Two basic questions on coloc: (1) only P-value and MAF? (2) why proteome-wide MR still needs eQTL coloc?
Opened this issue · 5 comments
Hi, guys:
I have two fundamental question on colocalization.
-
Below is the Figure 1 of the original coloc paper. So, only P-value is considered for the bayesian test, not BETA and Variance?
-
For proteome-wide analysis, we are already studying a protein (not an exposure such as BMI). Once we found a causal effect from a protein to an outcome through traditional MR, why do you still need a coloc analysis to test whether some eQTL is involved with this "protein --> outcome" relationship?

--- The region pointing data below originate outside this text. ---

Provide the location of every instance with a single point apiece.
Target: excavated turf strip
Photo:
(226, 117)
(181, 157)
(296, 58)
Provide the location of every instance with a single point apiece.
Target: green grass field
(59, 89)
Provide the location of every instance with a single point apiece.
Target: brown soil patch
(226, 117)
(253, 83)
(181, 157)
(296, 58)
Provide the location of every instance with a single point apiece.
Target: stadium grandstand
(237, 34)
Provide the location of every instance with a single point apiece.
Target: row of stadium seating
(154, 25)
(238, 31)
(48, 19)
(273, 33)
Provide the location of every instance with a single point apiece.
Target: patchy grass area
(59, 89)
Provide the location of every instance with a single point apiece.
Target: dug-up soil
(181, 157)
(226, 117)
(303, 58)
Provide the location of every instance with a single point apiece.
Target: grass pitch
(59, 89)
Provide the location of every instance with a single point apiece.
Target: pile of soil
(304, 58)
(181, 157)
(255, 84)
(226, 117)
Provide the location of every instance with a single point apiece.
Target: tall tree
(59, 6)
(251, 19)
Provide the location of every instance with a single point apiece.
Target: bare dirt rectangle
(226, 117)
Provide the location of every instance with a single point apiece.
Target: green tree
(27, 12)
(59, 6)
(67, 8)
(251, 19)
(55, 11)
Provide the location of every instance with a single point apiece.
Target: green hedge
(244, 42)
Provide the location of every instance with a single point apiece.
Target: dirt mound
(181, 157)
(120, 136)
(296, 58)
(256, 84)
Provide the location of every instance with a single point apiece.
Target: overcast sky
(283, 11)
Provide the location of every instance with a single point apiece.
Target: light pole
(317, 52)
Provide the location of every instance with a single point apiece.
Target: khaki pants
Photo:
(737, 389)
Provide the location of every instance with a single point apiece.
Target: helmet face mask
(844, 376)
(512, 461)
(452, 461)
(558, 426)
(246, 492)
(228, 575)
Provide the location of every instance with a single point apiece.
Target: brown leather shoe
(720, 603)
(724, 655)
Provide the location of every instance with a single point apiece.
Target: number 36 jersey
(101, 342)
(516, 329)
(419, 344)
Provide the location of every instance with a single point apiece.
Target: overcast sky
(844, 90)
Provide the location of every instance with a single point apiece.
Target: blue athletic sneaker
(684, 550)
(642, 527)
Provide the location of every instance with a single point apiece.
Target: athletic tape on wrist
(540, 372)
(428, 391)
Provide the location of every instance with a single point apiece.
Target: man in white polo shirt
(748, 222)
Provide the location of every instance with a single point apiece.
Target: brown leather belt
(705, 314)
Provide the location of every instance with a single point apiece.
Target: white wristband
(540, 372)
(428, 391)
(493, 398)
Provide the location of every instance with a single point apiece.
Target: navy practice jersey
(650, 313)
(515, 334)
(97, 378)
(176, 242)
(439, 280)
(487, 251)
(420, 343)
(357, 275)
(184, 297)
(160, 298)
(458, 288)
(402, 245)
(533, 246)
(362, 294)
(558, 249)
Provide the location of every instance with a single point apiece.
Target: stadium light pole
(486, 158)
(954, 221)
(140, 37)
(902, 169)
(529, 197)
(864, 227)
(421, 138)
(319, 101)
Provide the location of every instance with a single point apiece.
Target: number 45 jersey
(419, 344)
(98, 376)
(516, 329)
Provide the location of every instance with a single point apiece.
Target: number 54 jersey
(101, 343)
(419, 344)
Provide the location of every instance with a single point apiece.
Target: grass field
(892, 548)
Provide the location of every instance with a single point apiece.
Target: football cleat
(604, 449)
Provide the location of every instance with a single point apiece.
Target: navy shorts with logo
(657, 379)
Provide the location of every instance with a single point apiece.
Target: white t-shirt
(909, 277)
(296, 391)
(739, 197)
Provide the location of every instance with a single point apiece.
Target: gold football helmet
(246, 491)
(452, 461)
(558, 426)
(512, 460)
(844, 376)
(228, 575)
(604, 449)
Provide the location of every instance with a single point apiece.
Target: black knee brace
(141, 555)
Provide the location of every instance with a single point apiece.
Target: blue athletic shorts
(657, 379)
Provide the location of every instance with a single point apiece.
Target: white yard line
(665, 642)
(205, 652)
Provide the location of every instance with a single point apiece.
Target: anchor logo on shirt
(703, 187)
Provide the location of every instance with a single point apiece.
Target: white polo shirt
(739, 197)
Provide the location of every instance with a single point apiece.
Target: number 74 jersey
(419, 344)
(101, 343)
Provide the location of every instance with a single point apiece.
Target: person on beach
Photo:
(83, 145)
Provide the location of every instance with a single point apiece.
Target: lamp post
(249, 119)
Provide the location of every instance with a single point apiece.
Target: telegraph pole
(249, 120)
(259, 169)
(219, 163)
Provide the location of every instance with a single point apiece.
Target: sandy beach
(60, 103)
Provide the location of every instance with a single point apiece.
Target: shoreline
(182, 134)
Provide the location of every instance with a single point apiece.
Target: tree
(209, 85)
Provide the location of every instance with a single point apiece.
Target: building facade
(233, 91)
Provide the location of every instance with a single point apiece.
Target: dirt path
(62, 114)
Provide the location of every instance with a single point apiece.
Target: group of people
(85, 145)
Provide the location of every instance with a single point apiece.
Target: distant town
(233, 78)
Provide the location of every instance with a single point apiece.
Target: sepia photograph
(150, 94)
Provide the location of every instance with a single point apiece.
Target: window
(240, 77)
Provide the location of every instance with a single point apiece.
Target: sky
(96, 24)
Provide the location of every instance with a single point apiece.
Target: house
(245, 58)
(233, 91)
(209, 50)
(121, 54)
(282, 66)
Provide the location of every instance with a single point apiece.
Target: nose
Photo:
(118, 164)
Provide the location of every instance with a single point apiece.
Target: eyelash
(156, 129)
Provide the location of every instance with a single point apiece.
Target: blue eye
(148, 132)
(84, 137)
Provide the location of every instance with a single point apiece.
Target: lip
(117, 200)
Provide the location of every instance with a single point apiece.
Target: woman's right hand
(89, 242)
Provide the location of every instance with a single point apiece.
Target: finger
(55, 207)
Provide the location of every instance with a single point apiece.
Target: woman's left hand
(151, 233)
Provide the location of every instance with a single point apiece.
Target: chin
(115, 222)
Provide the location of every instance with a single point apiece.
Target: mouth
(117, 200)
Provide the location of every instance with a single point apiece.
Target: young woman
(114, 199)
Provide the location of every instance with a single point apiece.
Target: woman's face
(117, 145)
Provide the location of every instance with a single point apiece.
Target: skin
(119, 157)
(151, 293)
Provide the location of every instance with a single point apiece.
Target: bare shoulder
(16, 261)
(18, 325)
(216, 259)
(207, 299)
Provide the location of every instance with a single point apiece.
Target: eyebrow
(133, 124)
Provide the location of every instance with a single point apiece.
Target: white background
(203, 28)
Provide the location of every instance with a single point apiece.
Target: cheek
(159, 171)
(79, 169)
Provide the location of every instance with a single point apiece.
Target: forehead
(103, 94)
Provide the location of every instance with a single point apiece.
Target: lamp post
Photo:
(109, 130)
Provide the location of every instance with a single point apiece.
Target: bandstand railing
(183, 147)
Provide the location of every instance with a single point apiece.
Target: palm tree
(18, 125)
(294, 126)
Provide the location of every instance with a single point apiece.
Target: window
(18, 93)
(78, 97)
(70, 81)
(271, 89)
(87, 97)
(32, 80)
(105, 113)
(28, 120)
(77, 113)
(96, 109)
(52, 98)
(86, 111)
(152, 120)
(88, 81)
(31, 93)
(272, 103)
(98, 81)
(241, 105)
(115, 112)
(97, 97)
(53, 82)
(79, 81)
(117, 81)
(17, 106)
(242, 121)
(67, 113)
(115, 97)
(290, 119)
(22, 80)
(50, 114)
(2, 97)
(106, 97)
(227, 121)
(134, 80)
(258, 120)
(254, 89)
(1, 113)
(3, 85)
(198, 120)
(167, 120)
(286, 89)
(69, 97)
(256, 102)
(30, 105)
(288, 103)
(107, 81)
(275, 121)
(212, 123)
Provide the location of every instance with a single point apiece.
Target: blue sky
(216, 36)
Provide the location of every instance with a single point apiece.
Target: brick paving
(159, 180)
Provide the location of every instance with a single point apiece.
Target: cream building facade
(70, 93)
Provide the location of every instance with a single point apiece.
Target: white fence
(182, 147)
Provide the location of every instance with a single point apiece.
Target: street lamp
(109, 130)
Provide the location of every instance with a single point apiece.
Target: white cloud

Your clarification/teaching would be greatly appreciated!
Jie
Dear Chris:
Thank you very much!
1. I would imagine that BETA and SE would of course offer something more than P-value alone. But at least the Figure 1 of your 2014 paper did not imply that BETA/SE is needed, correct?
I just looked at your Github code, pasted below, I did not see BETA/SE there.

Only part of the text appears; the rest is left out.